How Federal Accounting & Securities Regs Screw Up Your Chance to Invest in Facebook

by on January 4, 2011 · 2 comments

As Henry Blodget explained in his excellent Business Insider column yesterday, “Goldman Sachs Clients Can Invest In Facebook’s IPO — But You Can’t,” America’s increasingly counter-productive accounting, disclosure, and governance regulations are increasingly thwarting the ability of average Americans to invest in the leading capitalist companies of the Digital Age:

in an effort to protect investors from fraud (which is actually not the reason most IPOs fail), the government erected huge new barriers to going public, making it prohibitively expensive for most small companies to IPO.  So now small, speculative companies generally don’t IPO.  Instead, they stay private. And/or they do what Facebook just did, which was do a “private IPO” with Goldman Sachs. What’s a private IPO?  It’s a mechanism in which Goldman’s rich clients can invest in Facebook. But you can’t.  Seriously!

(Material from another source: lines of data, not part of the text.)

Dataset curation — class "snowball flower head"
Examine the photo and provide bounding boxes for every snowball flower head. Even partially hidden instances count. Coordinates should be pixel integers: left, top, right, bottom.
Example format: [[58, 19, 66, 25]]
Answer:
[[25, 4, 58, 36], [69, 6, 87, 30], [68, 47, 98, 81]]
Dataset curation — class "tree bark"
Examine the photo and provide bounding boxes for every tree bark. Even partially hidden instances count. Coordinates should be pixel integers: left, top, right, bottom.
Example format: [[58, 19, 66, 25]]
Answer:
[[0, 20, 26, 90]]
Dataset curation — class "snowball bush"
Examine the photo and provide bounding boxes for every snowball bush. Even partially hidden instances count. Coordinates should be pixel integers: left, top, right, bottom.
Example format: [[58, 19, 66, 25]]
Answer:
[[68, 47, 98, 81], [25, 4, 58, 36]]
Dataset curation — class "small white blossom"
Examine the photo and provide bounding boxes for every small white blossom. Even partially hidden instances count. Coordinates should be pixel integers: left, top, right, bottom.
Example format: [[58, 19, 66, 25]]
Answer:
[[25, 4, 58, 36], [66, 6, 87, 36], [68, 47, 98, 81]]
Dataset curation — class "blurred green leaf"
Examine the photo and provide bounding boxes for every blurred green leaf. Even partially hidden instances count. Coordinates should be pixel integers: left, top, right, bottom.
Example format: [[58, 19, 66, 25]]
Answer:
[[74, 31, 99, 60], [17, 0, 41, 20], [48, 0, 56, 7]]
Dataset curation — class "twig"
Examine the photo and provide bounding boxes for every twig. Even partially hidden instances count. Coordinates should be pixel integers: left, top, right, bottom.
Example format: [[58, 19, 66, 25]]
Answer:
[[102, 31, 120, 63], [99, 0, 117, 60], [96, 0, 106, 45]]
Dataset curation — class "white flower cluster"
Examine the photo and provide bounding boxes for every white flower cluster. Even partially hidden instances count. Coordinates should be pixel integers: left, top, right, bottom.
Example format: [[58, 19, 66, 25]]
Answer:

And that’s why Facebook, among others, don’t want to go public. Over at the Truth on the Market Blog, Larry Ribstein elaborates on the insanity of this:

the increased costs of being public have helped exclude ordinary people from the ability to own the stars of the future.  Back in the 1980s, you could just call your broker and get rich off of the Microsoft IPO.  Now you have to be a wealthy Goldman client to do it.  Of course you also got to get poor off of a company that turned out to be a dog.  Now both options are reserved for wealthy people in the name of increasingly onerous disclosure regulation and federal governance requirements such as board structure, proxy access, and whistleblowing rules.

Each of these rules was thought to have some benefit at the time they were enacted.  Nobody really considered how private markets would react (e.g., by establishing alternatives to public markets) or the long-run effects of substituting quasi-private for public markets.  So rules designed to make the markets safe for ordinary investors have ended by excluding them.

Maybe it’s time to start considering whether we got what we wanted.

Amen, brother. This is another classic example of well-intentioned regulation having profoundly unintended, anti-consumer, anti-competitive consequences.  People are being denied the ability to own a piece of the American dream and the competitiveness of some of America’s leading businesses is being adversely impacted at the same time.  What a shame.

  • Pingback: More on Facebook’s “Private IPO,” Securities Regs & Unintended Consequenses()

  • Adam Thierer

    Update: Wall Street Journal columnist Gordon Crovitz wrote more about this issue in his 1/10/11 column, “How Washington Defriended Investors,” and concluded:

    “The goal of securities regulation should simply be to ensure that accurate information gets to the market as quickly as possible. By this measure, the regulations of the past decade have undermined public stock markets and their vibrant flow of information about companies. Now that Washington has defriended investors, the would-be investing public should defriend the politicians who took away their markets.”